Noch ist es hell. Gitarrenklänge schweben durch die Luft. Kinder sitzen auf den Schultern ihrer Väter, die übrig gebliebenen Männer kuscheln mit ihrer weiblichen Begleitung. Es erklingt eine klare Frauenstimme. Das Publikum schaut suchend umher. Da ist sie, Stefanie Kloß steht inmitten ihrer Fans auf den Treppen der Wuhlheide und singt den ersten Song. "Das Eis ist dünn, du gehst aufs Eis. Keine Angst von der du weißt", haucht sie in ihr Mikrofon und bahnt sich lachend ihren Weg durch das Publikum. Keiner hat den Gitarristen Thomas Stolle im Blick, der langsam den Steg entlang schlendert.
Nach dem sanften Einstieg wird es lauter, die Drums gehen nach vorne, die Gitarre wird verzerrter, der Bass steigt ein. Es folgen laute Nummern, rockiger als auf dem Album. Stefanie Kloß hüpft von links nach rechts über den Steg und zurück. Zwischendurch flackern aufdringliche LED-Lichter, die Gesichter der Band Silbermond werden als Schwarz-Weiß-Aufnahmen auf Bildschirmen gezeigt. "Zehn Jahre wohnen wir schon in Berlin, und irgendwie ist es wie nach Hause kommen", säuselt Stefanie Kloß. Seit 18 Jahren spielen die vier Musiker aus Bautzen als Band zusammen. "Manchmal weiß ich nicht, ob das eigentlich gut ist, dass wir schon so lange Musik zusammen machen", sagt Stefanie Kloß.
An Sentimentalität spart Silbermond an diesem Abend nicht. Zwischenzeitlich werden alte Bandfotos gezeigt. Von Festivalbildern bis zu Fotos von Studioaufnahmen und Konzerten. Fühlt sich ein bisschen an wie ein Best-of-Konzert. Dazu trägt auch die Songauswahl bei. Neben Songs wie "Langsam" und "Zeit zu tanzen" aus ihrem aktuellen Album "Leichtes Gepäck" schmachtet sie auch ihre größten Erfolge "Symphonie" und "Das Beste" hin.

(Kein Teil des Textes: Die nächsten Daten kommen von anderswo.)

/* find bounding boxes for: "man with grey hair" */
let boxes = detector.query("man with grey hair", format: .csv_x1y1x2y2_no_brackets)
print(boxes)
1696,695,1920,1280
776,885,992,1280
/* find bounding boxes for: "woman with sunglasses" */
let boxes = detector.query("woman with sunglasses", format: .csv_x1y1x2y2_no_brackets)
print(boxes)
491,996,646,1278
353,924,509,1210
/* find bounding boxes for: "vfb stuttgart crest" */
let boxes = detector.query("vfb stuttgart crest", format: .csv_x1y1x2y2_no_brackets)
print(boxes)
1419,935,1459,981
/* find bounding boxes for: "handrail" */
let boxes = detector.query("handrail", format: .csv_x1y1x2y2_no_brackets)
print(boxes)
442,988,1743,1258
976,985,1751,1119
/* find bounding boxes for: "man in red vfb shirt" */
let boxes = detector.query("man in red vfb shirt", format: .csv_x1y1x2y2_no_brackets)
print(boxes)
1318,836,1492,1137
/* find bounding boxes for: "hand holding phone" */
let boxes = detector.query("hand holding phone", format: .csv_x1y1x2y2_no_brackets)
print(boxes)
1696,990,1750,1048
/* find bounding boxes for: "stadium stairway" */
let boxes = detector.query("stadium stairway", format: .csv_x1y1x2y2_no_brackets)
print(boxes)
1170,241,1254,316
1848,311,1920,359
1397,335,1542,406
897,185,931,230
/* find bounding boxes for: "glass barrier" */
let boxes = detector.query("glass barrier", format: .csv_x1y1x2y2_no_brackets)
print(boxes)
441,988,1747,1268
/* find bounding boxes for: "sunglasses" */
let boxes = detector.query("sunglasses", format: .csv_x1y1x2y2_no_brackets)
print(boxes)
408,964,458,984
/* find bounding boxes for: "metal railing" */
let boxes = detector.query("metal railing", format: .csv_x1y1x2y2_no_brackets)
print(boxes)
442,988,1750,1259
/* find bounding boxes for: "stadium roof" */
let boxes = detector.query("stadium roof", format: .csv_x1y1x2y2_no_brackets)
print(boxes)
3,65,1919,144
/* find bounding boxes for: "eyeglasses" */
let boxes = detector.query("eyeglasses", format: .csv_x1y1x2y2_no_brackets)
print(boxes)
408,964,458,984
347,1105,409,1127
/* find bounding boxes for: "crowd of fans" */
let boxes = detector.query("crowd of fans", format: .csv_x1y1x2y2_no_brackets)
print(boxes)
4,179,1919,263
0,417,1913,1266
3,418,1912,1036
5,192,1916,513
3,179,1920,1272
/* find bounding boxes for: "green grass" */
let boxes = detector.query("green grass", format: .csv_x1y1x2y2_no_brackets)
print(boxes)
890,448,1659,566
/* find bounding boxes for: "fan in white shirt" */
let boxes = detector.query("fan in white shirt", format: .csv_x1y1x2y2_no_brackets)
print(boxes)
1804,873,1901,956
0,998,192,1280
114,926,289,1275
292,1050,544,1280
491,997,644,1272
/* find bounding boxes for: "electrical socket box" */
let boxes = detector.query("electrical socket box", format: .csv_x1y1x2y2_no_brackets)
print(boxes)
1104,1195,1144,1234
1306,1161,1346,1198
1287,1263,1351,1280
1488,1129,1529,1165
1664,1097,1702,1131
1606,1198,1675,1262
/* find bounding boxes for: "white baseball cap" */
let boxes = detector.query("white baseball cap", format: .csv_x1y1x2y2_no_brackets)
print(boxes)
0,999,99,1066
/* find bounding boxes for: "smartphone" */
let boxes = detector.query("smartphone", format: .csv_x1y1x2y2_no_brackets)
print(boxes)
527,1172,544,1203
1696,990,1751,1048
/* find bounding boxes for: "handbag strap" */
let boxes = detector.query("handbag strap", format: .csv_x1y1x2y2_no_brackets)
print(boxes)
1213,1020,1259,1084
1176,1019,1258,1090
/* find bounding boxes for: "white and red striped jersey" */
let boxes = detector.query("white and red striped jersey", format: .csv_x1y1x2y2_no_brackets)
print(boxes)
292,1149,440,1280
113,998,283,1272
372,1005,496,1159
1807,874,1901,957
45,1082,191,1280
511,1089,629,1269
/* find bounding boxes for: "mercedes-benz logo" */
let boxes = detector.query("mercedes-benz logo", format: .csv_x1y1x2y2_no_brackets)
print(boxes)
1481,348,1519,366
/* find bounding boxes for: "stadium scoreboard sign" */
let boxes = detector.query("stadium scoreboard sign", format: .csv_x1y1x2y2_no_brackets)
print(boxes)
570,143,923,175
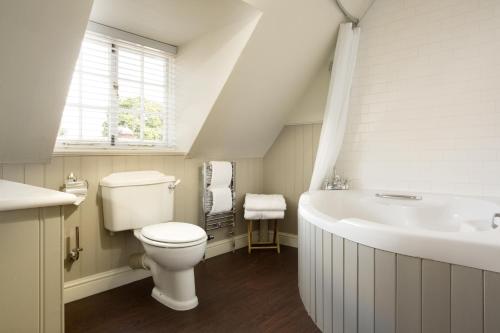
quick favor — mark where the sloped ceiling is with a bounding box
[176,12,262,152]
[285,61,331,126]
[188,0,344,158]
[90,0,262,153]
[93,0,349,158]
[90,0,257,46]
[284,0,373,127]
[0,0,93,164]
[189,0,375,159]
[342,0,375,19]
[1,0,374,164]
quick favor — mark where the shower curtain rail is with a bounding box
[335,0,376,26]
[335,0,359,25]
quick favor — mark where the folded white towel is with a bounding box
[244,193,286,211]
[208,161,233,188]
[209,187,233,214]
[244,209,285,220]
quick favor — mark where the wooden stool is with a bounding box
[246,219,280,254]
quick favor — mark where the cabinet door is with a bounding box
[41,207,64,333]
[0,209,40,333]
[0,207,63,333]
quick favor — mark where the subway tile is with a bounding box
[339,0,500,195]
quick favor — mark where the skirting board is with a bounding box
[204,233,249,259]
[267,231,298,248]
[64,231,297,304]
[64,266,152,304]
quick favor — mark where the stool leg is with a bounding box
[247,220,253,254]
[272,219,277,244]
[276,221,280,254]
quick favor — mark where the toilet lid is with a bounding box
[141,222,207,244]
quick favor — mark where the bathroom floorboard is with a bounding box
[65,246,319,333]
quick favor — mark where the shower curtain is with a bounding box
[309,23,361,191]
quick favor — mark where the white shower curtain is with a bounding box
[309,23,361,191]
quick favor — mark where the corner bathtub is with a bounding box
[298,190,500,333]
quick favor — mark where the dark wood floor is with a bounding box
[66,246,319,333]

Weiter geht es mit "Heut hab ich Zeit", die Strophen werden gesprochen, aufgrund des Halls sind sie aber kaum verständlich. Ein Chor aus syrischen und afghanischen Jugendlichen habe in Hamburg für sie gespielt, erzählt Stefanie Kloß. Dort habe ein Mädchen gefragt, warum sie denn eigentlich von Sicherheit singen würden. In Deutschland sei man doch sicher. "Ich stand da und wusste nicht, was ich sagen soll", sagt Stefanie Kloß. Wieder kullern Tränen über ihr Gesicht. Sie bedankt sich für die Gleichberechtigung und Meinungsfreiheit und kündigt "In Zeiten wie diesen" an. Ein alter Song mit Zeilen wie "Sind wir hier um Nazi zu sein, um nicht aus Fehlern zu lernen, nein dafür sind wir nicht hier". Klitschnass geschwitzt bedankt sich die Sängerin. Irgendwie wird man das Gefühl nicht los, dass sie dieses Konzert nicht beenden möchte. Doch auch an diesem Abend findet alles sein Ende. Mit einem gigantischen Konfettiregen und Crowd-Surfing schließt Silbermond ihr Konzert. Die Kinder nehmen die Hände ihrer Väter, Paare nehmen sich in den Arm und treten den Heimweg an.